Demonstration project
Month-End Management Pack
A five-page management pack for Ashcombe Partners, a fictional professional-services firm with four client-facing service lines. Budget to actual, the variance bridge, a drillable P&L and the client portfolio: a close that explains itself, without a finance analyst standing next to it.
The June 2026 close on one page: revenue 4,281 against a 4,500 budget, margin and utilisation against target, and one red card naming the driver to chase. Figures in GBP thousands.
Synthetic data · fictional client · the full model, DAX and data generator are on GitHub (available on request).
The problem
Every month, Ashcombe Partners closes its management accounts and the board asks the same four questions: did we hit the number, what drove the variance, what does the full P&L look like, and which clients is the revenue really coming from? A month-end pack has to answer all four without a finance analyst standing next to it, and it must never confuse a positive number with good news.
What the report does
Five pages, each answering one of the board's questions:
- Month-End Scorecard - the close on one page: revenue, margin, operating profit and utilisation against budget, the profit bridge in miniature, and the largest adverse variances. One red alarm card names the driver that needs attention.
- Profit Bridge - the "why" page: a waterfall from budgeted operating profit to actual, one step per driver. Favourable steps green, unfavourable red, anchors in brass.
- P&L Matrix - the full management P&L as a statement: subtotals in the right places, a this-month column group and a year-to-date group side by side, variance percentage as the only shaded column.
- Client Portfolio - where the revenue comes from and at what margin: top clients against budget, and a margin-versus-revenue scatter that makes the high-revenue low-margin account impossible to miss.
- Service Line Detail - one service line end to end, reached by right-click drillthrough: its own P&L and its clients, in the same colour language as the group pages.
The profit bridge from budgeted operating profit (720) to actual (612), one step per driver: the shape tells the story before any number is read.
The management P&L as a statement, not a pivot dump: green shading only for favourable variance, red only for unfavourable, and an unbudgeted line honestly showing no budget rather than a divide-by-zero.
Under the hood
Every amount in the model is stored as a signed profit contribution: revenue positive, costs negative. Two things follow for free. A plain SUM is the profit at any level of the P&L, and variance carries the favourable-or-unfavourable sign automatically for every line: a cost under budget is positive and green, a revenue miss is negative and red, with one formatting rule and no special cases. The statement layout itself is driven by a small disconnected "P&L Line" table and a single measure, the finance-grade way to put subtotals exactly where an accountant expects them.

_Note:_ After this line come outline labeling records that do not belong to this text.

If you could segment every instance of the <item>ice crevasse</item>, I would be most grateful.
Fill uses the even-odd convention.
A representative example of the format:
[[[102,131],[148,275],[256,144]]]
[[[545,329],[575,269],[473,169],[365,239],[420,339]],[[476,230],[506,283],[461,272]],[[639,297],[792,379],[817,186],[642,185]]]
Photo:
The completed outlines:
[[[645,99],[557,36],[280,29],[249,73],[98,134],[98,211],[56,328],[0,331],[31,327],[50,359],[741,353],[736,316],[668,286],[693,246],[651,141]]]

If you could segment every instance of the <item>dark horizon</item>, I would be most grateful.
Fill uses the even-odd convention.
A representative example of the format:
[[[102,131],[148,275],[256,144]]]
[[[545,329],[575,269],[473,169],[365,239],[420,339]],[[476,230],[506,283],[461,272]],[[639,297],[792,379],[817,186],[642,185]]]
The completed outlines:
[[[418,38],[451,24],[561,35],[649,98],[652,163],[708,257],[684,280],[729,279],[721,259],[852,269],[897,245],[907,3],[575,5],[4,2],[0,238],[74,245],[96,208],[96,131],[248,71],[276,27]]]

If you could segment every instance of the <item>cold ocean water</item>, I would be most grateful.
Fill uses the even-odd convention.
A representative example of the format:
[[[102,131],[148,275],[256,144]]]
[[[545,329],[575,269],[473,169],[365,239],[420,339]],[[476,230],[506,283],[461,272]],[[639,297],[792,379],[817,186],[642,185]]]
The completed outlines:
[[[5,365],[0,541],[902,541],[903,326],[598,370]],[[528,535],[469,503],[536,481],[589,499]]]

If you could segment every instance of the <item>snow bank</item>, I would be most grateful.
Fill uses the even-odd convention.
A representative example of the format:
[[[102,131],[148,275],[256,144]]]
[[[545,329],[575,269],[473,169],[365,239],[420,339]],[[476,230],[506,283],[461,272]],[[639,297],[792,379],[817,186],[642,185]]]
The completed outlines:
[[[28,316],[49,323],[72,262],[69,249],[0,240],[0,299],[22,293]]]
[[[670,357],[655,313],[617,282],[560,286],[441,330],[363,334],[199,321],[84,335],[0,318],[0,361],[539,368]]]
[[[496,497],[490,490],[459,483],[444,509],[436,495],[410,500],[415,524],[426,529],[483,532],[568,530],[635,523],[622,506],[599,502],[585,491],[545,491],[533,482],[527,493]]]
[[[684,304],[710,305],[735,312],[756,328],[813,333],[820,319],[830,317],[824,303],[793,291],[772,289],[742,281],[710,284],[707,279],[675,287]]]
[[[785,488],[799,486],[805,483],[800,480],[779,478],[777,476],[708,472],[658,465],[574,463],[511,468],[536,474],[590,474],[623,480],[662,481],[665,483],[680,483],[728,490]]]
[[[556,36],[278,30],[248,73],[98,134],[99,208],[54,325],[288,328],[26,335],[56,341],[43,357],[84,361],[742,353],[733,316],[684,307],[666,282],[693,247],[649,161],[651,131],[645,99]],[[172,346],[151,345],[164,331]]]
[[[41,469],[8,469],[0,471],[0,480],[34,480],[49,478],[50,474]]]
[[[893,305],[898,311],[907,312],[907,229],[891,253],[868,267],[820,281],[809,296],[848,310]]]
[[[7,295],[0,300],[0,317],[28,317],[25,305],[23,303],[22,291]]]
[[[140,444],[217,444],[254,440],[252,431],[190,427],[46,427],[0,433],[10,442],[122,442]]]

The raw ledger carries six deliberate, documented defects the model handles in the open: an unbudgeted account, a duplicated late-journal batch, dirty client names, overhead rows with no client, one cost posted with the wrong sign, and sub-pound rounding rows that vanish honestly once figures are shown in thousands.
The source
The whole project is readable as text: the semantic model in TMDL, the report in PBIR, the DAX measure by measure, and the data generator that produced every figure on this page. The repository is private while the portfolio is finalised; the source is available on request.
All data in this case study is synthetic, generated by a committed, deterministic script; Ashcombe Partners is a fictional client created to demonstrate the work. No real client data appears anywhere in this project.